In view of this, it is therefore necessary to provide a double-acting variable-section extrusion device and an extrusion method to solve the aforementioned problems.

SUMMARY OF THE INVENTION A primary object of the present invention is to provide a double-acting variable-section extrusion apparatus and extrusion method having a double-acting extrusion die for manufacturing a variable-section extrusion.

In order to achieve the above object, the present invention provides a double-acting variable-section extrusion device, comprising: a holding barrel having an accommodating space for accommodating an extruded ingot; and a fixed extrusion die fixed to the Ingot barrel and includes an original a size cavity, the original size cavity communicates with the receiving space of the ingot barrel; a double-acting first extrusion die is disposed on one side of the fixed extrusion die, and includes a plurality of first modules, The first modules are respectively moved in a radial direction thereof to an open position or a closed position; and a pressing plunger is configured to move relative to the ingot barrel and press the ingot, wherein When the first modules are moved to the closed position, the first modules are formed with a first size cavity, and at this time, the pressing plunger causes the extruded ingot to pass through the original size cavity and then pass through The first size cavity flows out to form a first size extrusion; and when the first modules are moved to the open position, the first modules are not formed with the first size cavity, and At this time, the pressing plunger causes the extruded ingot to flow out only through the original size cavity to form an original size extrusion, wherein the first size cavity is smaller than the original size cavity, so that the first size is squeezed. The section of the profile is smaller than the section of the original size extrusion, and the original size extrusion Connected to the first dimension extrusion member, so that the original size of the extrusion member and the extrusion member first size combined into a variable cross-section extruded member.

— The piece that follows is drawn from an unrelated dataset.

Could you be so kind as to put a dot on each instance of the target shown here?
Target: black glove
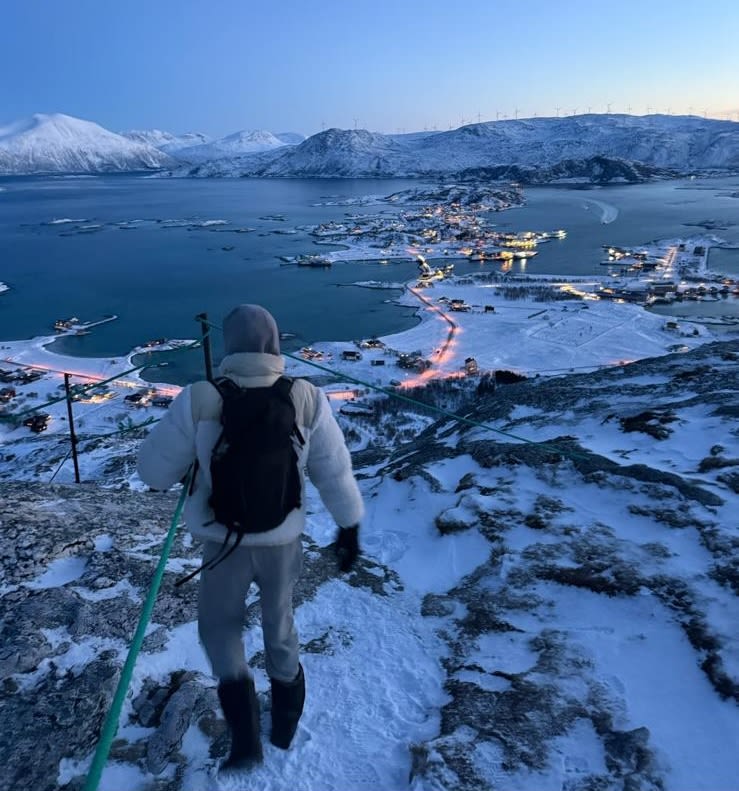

The double-acting variable cross-section extrusion device of the invention has the following advantages: First, the breakthrough mold and process development, changing the traditional extrusion process can only produce the inherent mode of the same section profile. Second, it can be modularly installed in existing traditional extrusion equipment. Third, the cross-section profiles of different curvatures are obtained by matching each other, and the shape thereof may be an irregular shape such as a circle or a rectangle. 4. According to the specifications of the extrusion type device and the product size requirements, a plurality of double-acting extrusion die molds are matched with each other and the extrusion parts of the cross-section are changed.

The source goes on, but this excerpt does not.